Utah Anti-Gay Protesters Hate the Sinner

Timothy Kincaid

February 12th, 2009

Anti-gay activists in Utah were outraged that their Governor, Republican Jon Huntsman Jr., supported – at least in principle – gay citizens and couples having rights up to and including civil unions.

This is hardly new. Plenty of conservatives have objections to equality based on their fears about what this might mean to them. Any time an issue relating to gay rights arises, ministers worry about being jailed, parents about children being exposed to the insideous homosexual agenda, and protectors of marriage fear that allowing folks to care for each other may lead to the end of Western Civilization.

Well the Utah anti-gays have given up on those fears, or pretenses of those fears. They are letting their true lights shine. (SL Trib)

Several protesters wore T-shirts that read “homosexuals are anti-species.”

The reason gay people should not have anti-discrimination jobs protection? Because they are anti-species. The reason a dependant partner should be barred from wrongful death lawsuits: anti-species, of course. And why a couple can’t make medical decisions for each other? Surely you know; it’s because they’re anti-species.

I give no credence to the nonsensical fear-based “defense” arguments. But I do acknowledge that not all of them come from a place of malice or contempt.

But “Homosexuals are Anti-Species”… yeah, that one is just bald-faced bigotry and unbridled hatred.

David C.

February 12th, 2009

In the words of The New Yorker magazine:

Like a polluted swamp, anti-gay bigotry is likely to get thicker and more toxic as it dries up.

I think the individuals that present themselves and their beliefs with this kind message are in the process of self-destruction. At least, I hope that is the case.


February 12th, 2009

Even if someone gay found a cure for cancer or even if a gay let someone merge into his/her lane of traffic…gays will be vilified, will be bashed, will be discriminated and will always be a scourge.

I may be wrong. I certainly hope I am not, though. But those people wearing those t-shirts with the anti-species phrase are not likely Mormon. That kind of demonstration, wearing those t-shirts, and the anti-gay placards I saw in the news would not be the sort of thing a Mormon generally would do. Key word here: Generally.

This looks more like some rabid reaction from some loony fringe group.

The 23+ Senators, who stood at their We-Are-Disappointed-In-Our-Gov press conference yesterday, use other insidious tactics: Secret meetings and political ploys in an attempt to make the gay issues just go away.

I’m more incensed when someone at the press conference said they’re not anti-gay. Oh really? I would hate to be duck hunting with one of them.

Matt Algren

February 12th, 2009

According to the caption on one of the article’s photos, the “Anti-Species” group calls itself “America Forever”. They have a website at americaforever.com. Watch the first video if you dare!
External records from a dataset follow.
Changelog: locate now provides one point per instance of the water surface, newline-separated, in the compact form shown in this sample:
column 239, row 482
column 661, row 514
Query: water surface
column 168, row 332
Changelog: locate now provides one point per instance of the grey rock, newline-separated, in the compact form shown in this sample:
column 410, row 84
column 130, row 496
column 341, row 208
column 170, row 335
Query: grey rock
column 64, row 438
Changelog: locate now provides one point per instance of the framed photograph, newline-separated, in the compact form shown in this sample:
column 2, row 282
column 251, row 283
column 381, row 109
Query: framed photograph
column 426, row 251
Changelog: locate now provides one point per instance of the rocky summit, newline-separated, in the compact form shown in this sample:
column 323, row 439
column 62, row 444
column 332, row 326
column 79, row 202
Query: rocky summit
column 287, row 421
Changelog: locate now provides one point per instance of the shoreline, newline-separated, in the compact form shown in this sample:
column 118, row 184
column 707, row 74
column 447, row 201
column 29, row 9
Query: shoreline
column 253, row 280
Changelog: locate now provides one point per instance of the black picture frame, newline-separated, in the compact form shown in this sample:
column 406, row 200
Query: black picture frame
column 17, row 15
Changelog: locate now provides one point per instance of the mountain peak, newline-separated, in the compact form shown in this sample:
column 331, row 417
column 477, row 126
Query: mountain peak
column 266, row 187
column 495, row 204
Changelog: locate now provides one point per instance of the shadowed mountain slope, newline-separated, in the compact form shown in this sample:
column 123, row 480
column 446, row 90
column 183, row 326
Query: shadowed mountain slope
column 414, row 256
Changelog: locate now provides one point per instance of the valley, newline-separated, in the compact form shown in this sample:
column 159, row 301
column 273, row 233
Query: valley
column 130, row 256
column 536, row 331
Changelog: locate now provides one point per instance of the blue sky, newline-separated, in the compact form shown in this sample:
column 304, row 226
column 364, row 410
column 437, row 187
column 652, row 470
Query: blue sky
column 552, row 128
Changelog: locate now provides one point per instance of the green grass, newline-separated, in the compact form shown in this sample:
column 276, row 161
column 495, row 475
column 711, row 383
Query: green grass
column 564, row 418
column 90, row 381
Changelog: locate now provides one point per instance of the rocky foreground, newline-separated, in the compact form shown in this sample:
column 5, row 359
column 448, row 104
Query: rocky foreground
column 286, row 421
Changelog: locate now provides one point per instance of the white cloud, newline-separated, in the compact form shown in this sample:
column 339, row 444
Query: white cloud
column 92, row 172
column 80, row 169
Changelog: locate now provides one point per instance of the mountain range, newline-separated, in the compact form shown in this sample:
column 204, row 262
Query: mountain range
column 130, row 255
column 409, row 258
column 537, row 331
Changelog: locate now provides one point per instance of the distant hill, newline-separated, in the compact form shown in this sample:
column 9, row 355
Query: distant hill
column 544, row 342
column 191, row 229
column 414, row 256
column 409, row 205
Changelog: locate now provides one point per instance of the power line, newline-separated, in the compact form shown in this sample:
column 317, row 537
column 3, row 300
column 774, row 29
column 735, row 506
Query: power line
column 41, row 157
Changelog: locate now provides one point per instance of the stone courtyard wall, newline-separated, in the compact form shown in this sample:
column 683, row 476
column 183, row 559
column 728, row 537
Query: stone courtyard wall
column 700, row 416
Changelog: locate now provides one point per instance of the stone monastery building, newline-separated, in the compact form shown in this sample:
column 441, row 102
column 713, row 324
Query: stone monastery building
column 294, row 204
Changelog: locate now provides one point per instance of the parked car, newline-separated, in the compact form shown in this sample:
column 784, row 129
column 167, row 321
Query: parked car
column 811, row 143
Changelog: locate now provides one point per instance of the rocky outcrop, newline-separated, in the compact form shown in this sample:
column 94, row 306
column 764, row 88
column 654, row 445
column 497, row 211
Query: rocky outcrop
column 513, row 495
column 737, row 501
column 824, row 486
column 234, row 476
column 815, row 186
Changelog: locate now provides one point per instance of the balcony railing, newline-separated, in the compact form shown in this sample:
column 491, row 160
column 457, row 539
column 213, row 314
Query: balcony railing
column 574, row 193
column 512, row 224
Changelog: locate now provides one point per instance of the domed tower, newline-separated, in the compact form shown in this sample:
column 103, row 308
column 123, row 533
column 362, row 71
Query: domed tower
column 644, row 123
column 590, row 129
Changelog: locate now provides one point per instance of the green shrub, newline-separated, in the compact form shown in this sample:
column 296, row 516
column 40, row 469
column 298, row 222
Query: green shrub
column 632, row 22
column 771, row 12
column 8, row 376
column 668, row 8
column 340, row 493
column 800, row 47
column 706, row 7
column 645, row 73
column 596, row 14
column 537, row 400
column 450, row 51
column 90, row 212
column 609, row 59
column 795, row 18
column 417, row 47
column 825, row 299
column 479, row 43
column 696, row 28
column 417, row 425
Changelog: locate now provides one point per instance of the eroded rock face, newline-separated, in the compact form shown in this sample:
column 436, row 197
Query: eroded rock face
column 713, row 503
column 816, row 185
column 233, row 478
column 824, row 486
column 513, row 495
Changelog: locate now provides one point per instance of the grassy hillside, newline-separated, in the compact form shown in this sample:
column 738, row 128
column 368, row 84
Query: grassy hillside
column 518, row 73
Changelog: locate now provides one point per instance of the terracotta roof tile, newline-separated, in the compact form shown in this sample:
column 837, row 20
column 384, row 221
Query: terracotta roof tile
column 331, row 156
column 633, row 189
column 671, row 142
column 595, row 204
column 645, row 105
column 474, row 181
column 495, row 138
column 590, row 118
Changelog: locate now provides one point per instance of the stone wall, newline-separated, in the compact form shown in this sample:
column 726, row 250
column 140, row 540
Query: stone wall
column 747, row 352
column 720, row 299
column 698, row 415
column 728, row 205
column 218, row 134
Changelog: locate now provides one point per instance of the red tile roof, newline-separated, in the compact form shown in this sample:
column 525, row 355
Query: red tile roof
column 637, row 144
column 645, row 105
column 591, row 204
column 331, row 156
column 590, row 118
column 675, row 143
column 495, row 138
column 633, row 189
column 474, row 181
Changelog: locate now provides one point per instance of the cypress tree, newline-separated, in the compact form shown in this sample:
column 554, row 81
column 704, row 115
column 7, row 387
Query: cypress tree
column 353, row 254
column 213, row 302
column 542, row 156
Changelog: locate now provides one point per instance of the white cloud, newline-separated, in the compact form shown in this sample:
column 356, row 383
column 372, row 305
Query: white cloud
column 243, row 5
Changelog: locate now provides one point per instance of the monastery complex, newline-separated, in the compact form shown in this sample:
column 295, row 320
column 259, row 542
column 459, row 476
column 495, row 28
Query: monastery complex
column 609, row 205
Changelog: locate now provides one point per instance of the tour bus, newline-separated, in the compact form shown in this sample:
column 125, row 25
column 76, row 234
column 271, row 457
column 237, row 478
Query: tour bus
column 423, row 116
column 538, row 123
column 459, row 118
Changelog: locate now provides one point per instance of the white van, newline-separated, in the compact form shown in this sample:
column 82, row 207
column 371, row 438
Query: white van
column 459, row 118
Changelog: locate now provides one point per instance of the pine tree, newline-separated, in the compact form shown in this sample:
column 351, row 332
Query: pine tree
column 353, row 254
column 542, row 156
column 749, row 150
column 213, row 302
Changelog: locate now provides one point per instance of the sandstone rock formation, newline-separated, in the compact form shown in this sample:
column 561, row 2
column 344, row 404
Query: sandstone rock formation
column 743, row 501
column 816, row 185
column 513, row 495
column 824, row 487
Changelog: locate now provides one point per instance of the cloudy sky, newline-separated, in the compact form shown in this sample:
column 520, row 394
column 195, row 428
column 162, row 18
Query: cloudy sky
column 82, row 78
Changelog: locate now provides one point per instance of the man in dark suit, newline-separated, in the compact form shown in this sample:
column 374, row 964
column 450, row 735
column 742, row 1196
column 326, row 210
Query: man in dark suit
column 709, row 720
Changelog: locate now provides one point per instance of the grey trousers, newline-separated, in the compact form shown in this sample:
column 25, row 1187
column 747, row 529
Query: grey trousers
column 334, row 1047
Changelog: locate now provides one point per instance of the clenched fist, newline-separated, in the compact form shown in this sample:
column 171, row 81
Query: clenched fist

It doesn’t get any easier to understand as you head into the text pieces. There’s one that tries to explain this Anti-Species Syndrome of theirs, but I got lost two pages in.

Their theme song is pretty darn awesome. They had a little girl say “For the children!” THREE TIMES!!!


February 12th, 2009

I really don’t like this “___ hates the sinner” formulation you are using on these posts. Maybe it’s meant to be ironic, and I understand the phrase off of which it is based, but I really don’t like being called a sinner for being who I am. Sorry if this is hypersensitive.

Jason in Canada

February 12th, 2009

Wow….”anti-species”…I’ve got to blog about that label…

One more thing to put on my resume. lol

Don’t these people see how rediculous that is…”anti-species”…jeesh!


February 12th, 2009

I’m genuinely confused about this “anti-species” claim . . . what does this mean?

Are they talking about Homo sapiens? why don’t they say “anti-human” then? that’s a much clearer rallying cry.
The word “species” of course is plural, so do they mean all living things on the planet? or some subset? animals? do they imply that queer people act against all biota? how? I don’t get it.


February 13th, 2009

Pender, it comes from a common phrase that Christians Fundies tend to use when loving their gay neighbors with the law-equivalent of a two-by-four:

“I hate the sin, not the sinner.”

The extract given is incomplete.